Sometime next week in California, the reins of leadership of the Fairfax Education Association will inauspiciously change hands.
Outgoing president Gerry Gripper and president-elect Bill Costello will be attending the National Education Association's annual convention in Los Angeles when the change becomes official July 1.
While Costello says he is looking forward to heading the 6,500-member teachers' group, he admits that an even "tougher year" than the one just past waits him.
Gripper, the outspoken leader who has been credited with making great strides in teachers' rights, agrees with Costello's assessment that a turbelent year is likely when classes resume in September and says he is leaving office reluctantly. "I'm ready to go another round," he said in a recent interview.
If he is still in the county and the teachers want him, Gripper says he would run for office again, perhaps after Costello's term is up next year.
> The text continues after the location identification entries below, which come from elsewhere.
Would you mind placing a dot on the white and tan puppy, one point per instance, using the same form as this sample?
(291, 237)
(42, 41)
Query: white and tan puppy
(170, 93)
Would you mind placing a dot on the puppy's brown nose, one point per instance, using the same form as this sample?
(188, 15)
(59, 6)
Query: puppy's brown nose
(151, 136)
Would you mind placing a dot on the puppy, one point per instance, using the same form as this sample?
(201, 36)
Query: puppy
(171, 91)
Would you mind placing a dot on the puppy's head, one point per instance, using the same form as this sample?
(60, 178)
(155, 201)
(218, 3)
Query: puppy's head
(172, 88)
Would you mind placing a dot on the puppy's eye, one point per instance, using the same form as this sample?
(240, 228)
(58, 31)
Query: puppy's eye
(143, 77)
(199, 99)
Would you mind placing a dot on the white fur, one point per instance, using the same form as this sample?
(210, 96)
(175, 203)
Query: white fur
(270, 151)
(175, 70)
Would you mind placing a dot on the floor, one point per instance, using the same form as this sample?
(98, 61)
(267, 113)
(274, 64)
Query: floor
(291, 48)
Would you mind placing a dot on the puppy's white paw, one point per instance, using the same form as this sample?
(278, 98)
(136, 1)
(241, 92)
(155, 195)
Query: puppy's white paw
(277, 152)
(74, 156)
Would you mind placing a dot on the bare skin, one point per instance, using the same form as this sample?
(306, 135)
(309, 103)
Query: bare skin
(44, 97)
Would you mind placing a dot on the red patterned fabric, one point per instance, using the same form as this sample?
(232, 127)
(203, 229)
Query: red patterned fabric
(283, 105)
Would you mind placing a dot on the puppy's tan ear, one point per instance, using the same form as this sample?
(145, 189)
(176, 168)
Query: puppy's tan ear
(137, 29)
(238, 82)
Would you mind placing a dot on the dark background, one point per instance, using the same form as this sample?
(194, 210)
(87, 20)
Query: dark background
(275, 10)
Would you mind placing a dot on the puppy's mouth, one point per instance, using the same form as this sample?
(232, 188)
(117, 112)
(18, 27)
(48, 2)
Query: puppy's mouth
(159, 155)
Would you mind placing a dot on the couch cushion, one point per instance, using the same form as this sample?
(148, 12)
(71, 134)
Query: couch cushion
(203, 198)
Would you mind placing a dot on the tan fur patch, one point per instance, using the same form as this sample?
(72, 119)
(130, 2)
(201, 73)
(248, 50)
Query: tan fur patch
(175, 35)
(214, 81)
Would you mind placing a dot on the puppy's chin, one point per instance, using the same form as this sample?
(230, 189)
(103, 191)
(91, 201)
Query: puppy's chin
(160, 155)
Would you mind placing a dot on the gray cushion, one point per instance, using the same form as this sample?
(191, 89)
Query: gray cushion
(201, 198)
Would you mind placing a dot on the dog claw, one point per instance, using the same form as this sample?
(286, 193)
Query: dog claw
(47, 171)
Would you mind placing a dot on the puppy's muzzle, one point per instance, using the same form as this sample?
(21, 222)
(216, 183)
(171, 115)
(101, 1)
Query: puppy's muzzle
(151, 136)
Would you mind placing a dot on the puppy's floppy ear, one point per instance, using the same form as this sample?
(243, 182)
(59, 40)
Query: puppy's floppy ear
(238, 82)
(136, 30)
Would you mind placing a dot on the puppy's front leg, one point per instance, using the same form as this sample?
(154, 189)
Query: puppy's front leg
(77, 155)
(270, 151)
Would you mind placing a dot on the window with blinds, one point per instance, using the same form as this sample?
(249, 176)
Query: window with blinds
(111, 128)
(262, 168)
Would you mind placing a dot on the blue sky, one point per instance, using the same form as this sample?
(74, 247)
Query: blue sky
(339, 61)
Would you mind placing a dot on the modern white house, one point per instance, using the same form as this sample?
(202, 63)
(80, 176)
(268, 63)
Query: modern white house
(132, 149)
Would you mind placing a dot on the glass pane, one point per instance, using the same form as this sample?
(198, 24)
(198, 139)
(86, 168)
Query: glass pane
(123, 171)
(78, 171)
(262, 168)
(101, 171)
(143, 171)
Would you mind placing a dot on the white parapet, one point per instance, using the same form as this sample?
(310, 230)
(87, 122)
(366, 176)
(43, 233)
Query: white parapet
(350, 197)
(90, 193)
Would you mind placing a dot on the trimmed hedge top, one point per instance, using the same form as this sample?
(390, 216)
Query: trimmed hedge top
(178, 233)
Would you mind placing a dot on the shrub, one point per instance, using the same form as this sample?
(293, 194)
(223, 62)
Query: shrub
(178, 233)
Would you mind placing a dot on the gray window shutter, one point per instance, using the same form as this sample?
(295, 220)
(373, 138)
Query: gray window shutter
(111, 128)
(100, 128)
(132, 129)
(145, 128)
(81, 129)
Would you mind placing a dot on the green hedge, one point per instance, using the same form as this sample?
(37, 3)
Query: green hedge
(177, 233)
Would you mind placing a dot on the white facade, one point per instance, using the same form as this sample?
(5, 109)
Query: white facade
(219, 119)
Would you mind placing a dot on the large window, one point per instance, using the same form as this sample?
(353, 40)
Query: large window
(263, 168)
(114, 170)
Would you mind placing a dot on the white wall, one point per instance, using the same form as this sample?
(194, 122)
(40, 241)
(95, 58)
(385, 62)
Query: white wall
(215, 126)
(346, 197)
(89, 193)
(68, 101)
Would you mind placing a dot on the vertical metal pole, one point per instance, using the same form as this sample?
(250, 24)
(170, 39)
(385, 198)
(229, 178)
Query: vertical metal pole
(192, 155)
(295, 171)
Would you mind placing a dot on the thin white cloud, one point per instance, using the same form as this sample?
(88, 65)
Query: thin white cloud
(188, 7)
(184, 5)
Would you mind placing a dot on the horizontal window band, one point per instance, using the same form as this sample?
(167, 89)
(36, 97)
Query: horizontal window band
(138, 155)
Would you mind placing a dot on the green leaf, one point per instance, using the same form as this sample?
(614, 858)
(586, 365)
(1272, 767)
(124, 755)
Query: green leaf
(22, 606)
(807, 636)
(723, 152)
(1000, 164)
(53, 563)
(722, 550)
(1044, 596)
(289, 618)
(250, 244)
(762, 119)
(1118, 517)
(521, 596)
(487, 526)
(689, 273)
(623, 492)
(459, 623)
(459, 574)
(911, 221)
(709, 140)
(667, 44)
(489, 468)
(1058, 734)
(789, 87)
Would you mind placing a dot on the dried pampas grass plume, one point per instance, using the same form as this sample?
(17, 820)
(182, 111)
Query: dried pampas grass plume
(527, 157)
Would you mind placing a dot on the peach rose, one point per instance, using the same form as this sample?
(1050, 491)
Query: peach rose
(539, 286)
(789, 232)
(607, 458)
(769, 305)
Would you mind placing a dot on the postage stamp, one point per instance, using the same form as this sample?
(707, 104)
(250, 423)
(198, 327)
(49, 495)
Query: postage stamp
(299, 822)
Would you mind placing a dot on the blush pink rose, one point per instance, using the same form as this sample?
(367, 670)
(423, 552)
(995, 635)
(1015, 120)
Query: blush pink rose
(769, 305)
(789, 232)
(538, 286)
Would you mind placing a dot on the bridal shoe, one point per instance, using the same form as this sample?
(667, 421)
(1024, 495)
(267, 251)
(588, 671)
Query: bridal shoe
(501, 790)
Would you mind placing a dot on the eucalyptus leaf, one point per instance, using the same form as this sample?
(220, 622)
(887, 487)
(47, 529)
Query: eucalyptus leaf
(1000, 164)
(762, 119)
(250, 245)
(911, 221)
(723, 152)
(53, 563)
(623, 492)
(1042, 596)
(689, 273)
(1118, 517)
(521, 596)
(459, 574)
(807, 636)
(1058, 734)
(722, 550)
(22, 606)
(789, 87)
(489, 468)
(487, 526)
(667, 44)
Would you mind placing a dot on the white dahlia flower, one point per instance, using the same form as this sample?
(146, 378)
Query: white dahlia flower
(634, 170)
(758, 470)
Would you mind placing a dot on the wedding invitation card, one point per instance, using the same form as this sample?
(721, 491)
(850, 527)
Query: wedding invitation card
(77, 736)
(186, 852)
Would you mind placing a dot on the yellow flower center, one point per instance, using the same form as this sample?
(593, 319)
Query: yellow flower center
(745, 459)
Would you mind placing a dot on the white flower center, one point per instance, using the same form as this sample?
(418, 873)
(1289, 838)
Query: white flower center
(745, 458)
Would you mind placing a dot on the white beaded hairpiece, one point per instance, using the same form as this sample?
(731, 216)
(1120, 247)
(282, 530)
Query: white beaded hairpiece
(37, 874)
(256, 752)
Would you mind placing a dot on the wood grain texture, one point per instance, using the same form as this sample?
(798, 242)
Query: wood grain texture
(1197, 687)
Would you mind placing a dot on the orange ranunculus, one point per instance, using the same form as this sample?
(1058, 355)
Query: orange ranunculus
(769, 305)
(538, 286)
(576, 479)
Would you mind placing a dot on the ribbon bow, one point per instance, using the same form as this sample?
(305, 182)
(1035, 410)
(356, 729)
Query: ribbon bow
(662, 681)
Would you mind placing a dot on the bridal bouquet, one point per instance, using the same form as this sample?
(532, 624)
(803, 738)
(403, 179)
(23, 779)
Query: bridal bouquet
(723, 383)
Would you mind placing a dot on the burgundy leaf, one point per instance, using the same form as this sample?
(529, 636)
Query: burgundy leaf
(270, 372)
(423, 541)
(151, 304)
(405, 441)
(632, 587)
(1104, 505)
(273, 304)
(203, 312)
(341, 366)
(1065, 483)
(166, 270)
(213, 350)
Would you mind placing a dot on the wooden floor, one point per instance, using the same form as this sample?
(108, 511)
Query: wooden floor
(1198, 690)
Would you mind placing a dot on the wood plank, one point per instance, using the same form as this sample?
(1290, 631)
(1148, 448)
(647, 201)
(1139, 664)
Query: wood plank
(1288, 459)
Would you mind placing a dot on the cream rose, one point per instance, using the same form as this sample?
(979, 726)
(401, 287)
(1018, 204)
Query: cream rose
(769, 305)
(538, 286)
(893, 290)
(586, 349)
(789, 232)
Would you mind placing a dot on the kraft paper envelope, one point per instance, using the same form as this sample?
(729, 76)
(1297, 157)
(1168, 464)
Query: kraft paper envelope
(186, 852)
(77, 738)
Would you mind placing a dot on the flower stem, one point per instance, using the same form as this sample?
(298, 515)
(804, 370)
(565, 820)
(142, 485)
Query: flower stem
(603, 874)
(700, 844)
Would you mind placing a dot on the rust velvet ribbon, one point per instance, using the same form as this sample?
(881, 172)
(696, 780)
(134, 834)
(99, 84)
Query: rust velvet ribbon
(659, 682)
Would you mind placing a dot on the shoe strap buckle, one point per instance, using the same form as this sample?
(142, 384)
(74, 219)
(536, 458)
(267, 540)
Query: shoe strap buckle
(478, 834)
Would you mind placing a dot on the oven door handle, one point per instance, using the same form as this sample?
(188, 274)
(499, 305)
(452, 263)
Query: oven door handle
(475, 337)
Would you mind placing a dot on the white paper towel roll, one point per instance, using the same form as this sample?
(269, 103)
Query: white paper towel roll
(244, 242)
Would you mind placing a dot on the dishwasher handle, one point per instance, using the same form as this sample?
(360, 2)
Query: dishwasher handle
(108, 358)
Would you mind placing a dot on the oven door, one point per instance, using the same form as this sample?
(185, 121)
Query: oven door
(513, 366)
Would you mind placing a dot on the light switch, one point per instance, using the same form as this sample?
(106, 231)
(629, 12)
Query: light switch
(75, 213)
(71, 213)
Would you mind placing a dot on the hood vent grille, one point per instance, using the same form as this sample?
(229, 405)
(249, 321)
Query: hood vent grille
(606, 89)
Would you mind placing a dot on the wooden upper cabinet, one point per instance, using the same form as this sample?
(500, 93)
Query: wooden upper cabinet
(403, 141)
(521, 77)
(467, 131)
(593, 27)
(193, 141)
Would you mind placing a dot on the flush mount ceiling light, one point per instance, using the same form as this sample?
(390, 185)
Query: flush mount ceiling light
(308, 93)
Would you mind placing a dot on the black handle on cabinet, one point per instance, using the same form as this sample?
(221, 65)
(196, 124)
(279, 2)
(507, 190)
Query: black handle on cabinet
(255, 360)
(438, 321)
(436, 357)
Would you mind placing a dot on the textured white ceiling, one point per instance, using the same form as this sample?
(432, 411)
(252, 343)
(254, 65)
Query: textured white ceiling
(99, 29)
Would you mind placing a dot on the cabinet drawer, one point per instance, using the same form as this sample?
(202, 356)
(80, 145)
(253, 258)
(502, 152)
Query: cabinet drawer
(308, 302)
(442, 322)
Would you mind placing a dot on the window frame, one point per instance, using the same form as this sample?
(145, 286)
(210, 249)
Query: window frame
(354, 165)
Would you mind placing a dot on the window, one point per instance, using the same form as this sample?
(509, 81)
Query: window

Looking back at the 1979-1980 school year, which saw teachers engaged in a work-to-the-rule job action until they were awarded at total 10.4 percent salary increase, Gripper said he considers the year of work by the FEA as successful.
"It was a year full of conflict, but conflict can be very positive," Gripper said, "We let the folks know that they can't have it both ways.
"They can't keep keep raising their expections of the educational system unless they are going to pay for it. We told them, 'Either get off of our backs or fund the system adequately.'"
Griper said inflation and continued increases in the cost of living will likely be major factors in producing another intense battle next year over teachers' salaries. He added that increased teacher awareness will force the FEA to lobby hard and long for fair salaries for its members.
"Teachers are being burned out stressed out of their minds," Gripper said.
Leaders in the FEA say Gripper was the first association president to successfully bring home the problems of teachers to the public.
He spoke frequently to community groups, telling them that they would have to fund quality education by paying teachers more or they would have to settle for a second-rate school system. An unprecedented 300 speakers who turned out at a public hearing to plead the teachers' case to the county Board of Supervisors bore testimony to Gripper's effectiveness.
Under that kind of public pressure, the County Board funded the school budget with only minimum cuts.
But Gripper warns that the factors that make teaching an increasingly difficult job are not abating, but becoming more pronounced.
Among the basic problems, according to both Gripper and Costello:
Low pay, Many teachers find it necessary to hold second jobs to supplement their teaching incomes, Gripper said, while others are leaving teaching for more profitable jobs in private industry. One result, Gripper and Costello say, is that public schools lose some of their best teachers.
Parents who abdicate their responsibilities. More and more, say the two education leaders, parents expect teachers to assume responsibilities that traditionally should be met by parents. Gripper contends Fairfax County children are increasingly being neglected by parents who, when their children develop problems, blame it on the schools.
The rebirth of the ultraconservative groups. These right wing groups have repeatedly attacked the National Education Association as being a "giant union" and have labeled local education association presidents as "union bosses." Gripper said bonds forged recently between these groups and taxpayers alliances make next year's battle for the tax dollar harder.
Gripper, who is slated to return to his job as physical education teacher at Sleepy Hollow Elementary School in September, instead may take a job with another education association. In an interview earlier this week, Gripper said he had been discussing job possibilities with several education groups and would be tempted to take one if the "situation were right."
Bill Costello, Gripper's soft-spoken successor, says he hopes to continue Gripper's forceful leadership, while developing his own style.
Costello, who is taking a year's leave from Annandale High School where he has taught social studies for 24 years, says he favors putting more control of educational programs back into the hands of educators," and cites several fads as examples of experiments by curriculum specialists that have failed. He contends it is vital to consult teachers before deciding to implement such programs.
"I say 'talk to us before you tell us how to do it,' "he says.
In looking ahead to the 1980-81 school year, Costello exresses uncertainty about future relations with school administrators under the tutelage of new Superintendent L. Linton Deck but plans to take teachers' case back to the community.
"I don't differ in any major ways from Gerry's policies, particularly his method of trying to reach the community," Costello says. "I'm a strong believer in advocacy."